Por isso, São Tiago pede que sejamos
transparentes nas nossas palavras para que não sejamos julgados por Deus:
“Que o vosso sim seja
sim, e o vosso não, não. Então não estareis sujeitos a julgamento” (Tg 5,12b; cf. Mt
5,33-37).
Beleza Do Matrimônio
O texto do evangelho deste dia nos apresenta
a discussão sobre o matrimônio entre Jesus e os fariseus. O foco da discussão é
o divórcio. A doutrina do evangelista Marcos é bem clara: o casamento não é
somente um contrato entre o homem (marido) e a mulher (esposa), mas ele engaja
a vontade de Deus. A vontade dos esposos (em contrair o matrimônio) não é
suficiente para explicar o casamento e sua unidade, mas a vontade de Deus é
parte integrante: “Desde o começo da criação, Deus os fez homem e mulher.
Por isso, o homem deixará seu pai e sua mãe e os dois serão uma só carne.
Assim, já não são dois, mas uma só carne. Portanto, o que Deus uniu, o homem
não separe!”. Consequentemente, o divórcio
não é apenas uma injustiça em relação ao cônjuge humano abandonado, mas também
uma injustiça em relação ao próprio Deus que quer sempre a comunhão.

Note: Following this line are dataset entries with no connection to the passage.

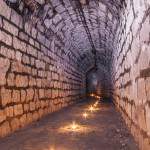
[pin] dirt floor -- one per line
(69, 129)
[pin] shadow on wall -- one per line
(98, 82)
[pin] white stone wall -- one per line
(34, 79)
(132, 69)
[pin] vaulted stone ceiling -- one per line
(74, 25)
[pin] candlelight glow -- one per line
(74, 127)
(91, 108)
(96, 103)
(85, 115)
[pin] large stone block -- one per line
(16, 96)
(10, 28)
(5, 96)
(4, 66)
(18, 109)
(21, 81)
(5, 129)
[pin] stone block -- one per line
(18, 109)
(5, 96)
(7, 52)
(41, 93)
(5, 10)
(21, 81)
(5, 129)
(4, 66)
(2, 116)
(26, 107)
(6, 38)
(23, 120)
(16, 96)
(15, 124)
(9, 111)
(11, 79)
(19, 45)
(10, 28)
(32, 106)
(30, 94)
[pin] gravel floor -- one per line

“É permitido ao homem divorciar-se de sua
mulher?”.
É a pergunta de alguns fariseus a Jesus com o intuito de apanhá-lo. Jesus seria
acusado de traidor às exigências da Lei, se respondesse “não”, e poderia estar
em contradição com sua pregação e com suas obras de caridade caso respondesse
“sim”. O resultado seria o mesmo: desacreditar Jesus.
Jesus percebeu a maldade dos fariseus, mas
não reagiu de maneira violenta. Jesus não discutiu. Ao contrário, Jesus se
argumentou ao retroceder até as origens: “Foi por causa da dureza do vosso
coração que Moisés vos escreveu este mandamento. No entanto, desde o começo da
criação, Deus os fez homem e mulher. Por isso, o homem deixará seu pai e sua
mãe e os dois serão uma só carne. Assim, já não são dois, mas uma só carne.
Portanto, o que Deus uniu, o homem não separe!”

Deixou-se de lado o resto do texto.